The 200-room, eight-story project is Conley’s first newly built hotel in San Francisco. Located on the Embarcadero, kitty-corner from what will be the revitalized Ferry Building and with unobstructed views of the Bay Bridge, the site is a developer’s dream. Conley won permission to build on it after four years of discussions and attendance at 35 neighborhood meetings.
“It’s going to be expensive,” the dour estimator says, flipping through pages of architectural drawings.
“Well, if you could give us some advice on how to make it less expensive, that’d be great,” Conley says jokingly. None of the men seated around the table cracks a smile. “Trust me. It’s really great,” Conley says. “I promise you.”

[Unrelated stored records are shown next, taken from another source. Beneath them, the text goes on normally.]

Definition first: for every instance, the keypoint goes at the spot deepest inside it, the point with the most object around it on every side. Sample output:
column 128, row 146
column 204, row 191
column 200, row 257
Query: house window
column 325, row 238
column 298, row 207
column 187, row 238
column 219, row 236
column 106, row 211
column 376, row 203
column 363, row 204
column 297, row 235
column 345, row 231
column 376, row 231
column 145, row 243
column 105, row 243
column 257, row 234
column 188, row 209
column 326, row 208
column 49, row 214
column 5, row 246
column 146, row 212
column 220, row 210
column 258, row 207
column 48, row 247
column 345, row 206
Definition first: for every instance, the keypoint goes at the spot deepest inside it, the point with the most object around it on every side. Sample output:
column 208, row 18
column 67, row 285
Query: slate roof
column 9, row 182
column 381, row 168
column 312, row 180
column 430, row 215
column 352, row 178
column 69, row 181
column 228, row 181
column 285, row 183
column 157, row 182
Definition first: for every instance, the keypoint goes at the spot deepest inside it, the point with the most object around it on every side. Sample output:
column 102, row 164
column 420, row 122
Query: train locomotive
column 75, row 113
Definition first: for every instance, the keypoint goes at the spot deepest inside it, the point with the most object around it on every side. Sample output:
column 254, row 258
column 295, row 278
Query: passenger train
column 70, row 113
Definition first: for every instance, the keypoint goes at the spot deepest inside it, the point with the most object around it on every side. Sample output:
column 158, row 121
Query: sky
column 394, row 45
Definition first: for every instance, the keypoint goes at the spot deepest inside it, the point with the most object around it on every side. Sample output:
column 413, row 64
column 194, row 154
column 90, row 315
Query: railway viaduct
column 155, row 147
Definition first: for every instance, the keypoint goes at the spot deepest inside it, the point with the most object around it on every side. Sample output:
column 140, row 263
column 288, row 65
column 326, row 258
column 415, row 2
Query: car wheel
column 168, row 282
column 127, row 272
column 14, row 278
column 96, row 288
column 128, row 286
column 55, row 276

It’s been a difficult year for Conley. “The joy meter is not great right now,” he says, sitting in his downtown office. He may not get his deluge shower after all, because of the expense. He’s tired after opening four new hotels and preparing for the ground-breaking on the Mission-Steuart streets hotel. Plus, expenses are up and occupancy down as California deals with the double whammy of an economic slump and an energy crisis. Conley has had to spend lots of time soothing the jangled nerves of Joie de Vivre’s 125 investors. He’s decided not to take any salary for the next four months.
“If there’s a time that a company needs to be focused on its culture, this is it,” he says. Reflecting on his start at the Phoenix, he says, “We have to be humble. We’re in a market [climate] we’re not that familiar with. We have to be just as determined and savvy now as we were then.”
So, as Conley and his staff strategize about how to keep ahead of the pack, and about turning terrorists into cheerleaders, he is thinking about someday becoming a teacher. Or a professor. Or a full-time writer. But first he wants to build Joie de Vivre into Northern California’s leading hospitality company, whose hotels people go to for “identity refreshment.” He wants his company recognized as one of the best anywhere to work for. And most of all, he wants to become a missionary, a missionary whose quest is to help people celebrate the joy of being alive.
Williams, who has hosted several U.S. presidents at Glide, has another career in mind for Conley. “I’d hate to see him give up his business,” Williams says, but “he’d make a heck of a politician. He wouldn’t be a chameleon. He wouldn’t change his stripes every vote. He would not be fearful of taking a stand and making sure it counted. Even if he lost, he’d still take a stand.”
Damien Hall has the same thought. “As I get to know Chip,” he says, “I see that he thrives on challenges.” Hall doesn’t think Conley’s sexual orientation—or anything else—could stand in his surrogate father’s way once he’s made up his mind to solve a problem. “F*** the whole gay thing,” Hall says unequivocally. “The man could be president.”
Robert L. Strauss, MBA/MA ’84, is a Bay Area freelancer and frequent contributor to Stanford.